Owasso Independent School District v. Falvo is a Supreme Court case where the US Supreme Court, and specifically Anthony Kennedy, said that it was okay to put a gold star on homework. Well, not exactly, more precisely that a teacher could put a gold star, or even a smiley face, on homework while other students watched.
In the United States, there is a law called the Family Educational Records Protection Act, or FERPA. If you are familiar with the Health Insurance Portability and Accountability Act, or HIPAA, FERPA is much the same, only pertaining to education, instead of health care. FERPA is actually 22 years older, being passed in 1974 instead of 1996. FERPA basically says that any educational institution, from elementary school to graduate school, that receives federal funding, has to keep student records confidential.
In the year 2000, a woman who was a parent of three children at a school district in Oklahoma sued the school district, saying the procedure of peer grading violated the act. Peer grading was when students exchanged worksheets, graded each other's work, and called out grades to the teacher. The parent, Kristja Falvo, said that this invaded the privacy of the children and violated FERPA, because, by having their grades announced in a way that the entire classroom could hear, the records of the students were being released beyond their intended custody. And the court system agreed, all the way up until the case went to the Supreme Court. After consideration, the Supreme Court unanimously reversed that ruling, saying that peer grade checking did not constitute an "educational record", and was not covered by FERPA.

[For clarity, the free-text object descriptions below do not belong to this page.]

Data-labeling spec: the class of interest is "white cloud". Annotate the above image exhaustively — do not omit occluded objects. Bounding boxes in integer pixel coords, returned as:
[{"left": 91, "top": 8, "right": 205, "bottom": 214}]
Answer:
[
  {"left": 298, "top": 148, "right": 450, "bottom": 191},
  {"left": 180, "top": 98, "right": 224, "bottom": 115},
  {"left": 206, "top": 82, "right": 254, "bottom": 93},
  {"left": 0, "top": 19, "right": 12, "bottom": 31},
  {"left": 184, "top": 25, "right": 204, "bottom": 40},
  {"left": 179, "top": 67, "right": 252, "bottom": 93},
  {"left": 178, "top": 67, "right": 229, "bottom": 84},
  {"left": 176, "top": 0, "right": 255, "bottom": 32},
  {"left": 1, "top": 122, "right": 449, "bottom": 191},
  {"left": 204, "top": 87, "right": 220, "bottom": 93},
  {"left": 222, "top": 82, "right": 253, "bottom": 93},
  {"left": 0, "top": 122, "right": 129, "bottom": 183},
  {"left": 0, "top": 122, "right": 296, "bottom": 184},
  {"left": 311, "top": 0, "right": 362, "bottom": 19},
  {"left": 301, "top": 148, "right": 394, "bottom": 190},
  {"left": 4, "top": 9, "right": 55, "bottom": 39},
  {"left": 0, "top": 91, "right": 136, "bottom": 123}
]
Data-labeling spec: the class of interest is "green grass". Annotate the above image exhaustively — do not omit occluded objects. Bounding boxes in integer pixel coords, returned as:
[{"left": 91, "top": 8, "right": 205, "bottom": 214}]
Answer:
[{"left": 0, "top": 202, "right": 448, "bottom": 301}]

Their reasoning, delivered in an opinion by Anthony Kennedy, covered two main lines of reasoning, one practical, one theoretical. The practical reason was, as Kennedy phrased it, that teachers would naturally be interacting with their students in a shared social environment, and that it would be impossible to have normal classroom activities such as group projects, if the law was interpreted that way. Kennedy said that it would mean that "if a teacher...puts a happy face, a gold star or a disapproving remark on a classroom assignment, federal law does not allow other students to see it." This practical reasoning was related to legal theory by pointing out that this micromanagement would "effect such a substantial change in the balance of federalism" that it would go beyond the intent of the law. A federal law about records keeping was not meant to micromanage the normal practices of teachers in classrooms.
I am not a lawyer, but I am a teacher. And I can say this: Education is a process. And education is a social process. Education involves interaction, a guiding and correcting of concepts in real time. It is impossible to have education without this process, and the view that all educational interactions are part of a "record" is untenable. Followed to its logical end, a referee's whistle on the playground, or a teacher correcting a misspelled word, or even a teacher asking a student's favorite color---all of these could be seen as "educational records" in the most zealous reading of the law, and the Supreme Court's unanimous decision made a clear distinction that only special parts of educational interaction can be claimed as "educational records". The Supreme Court made an obviously correct judgement in this case.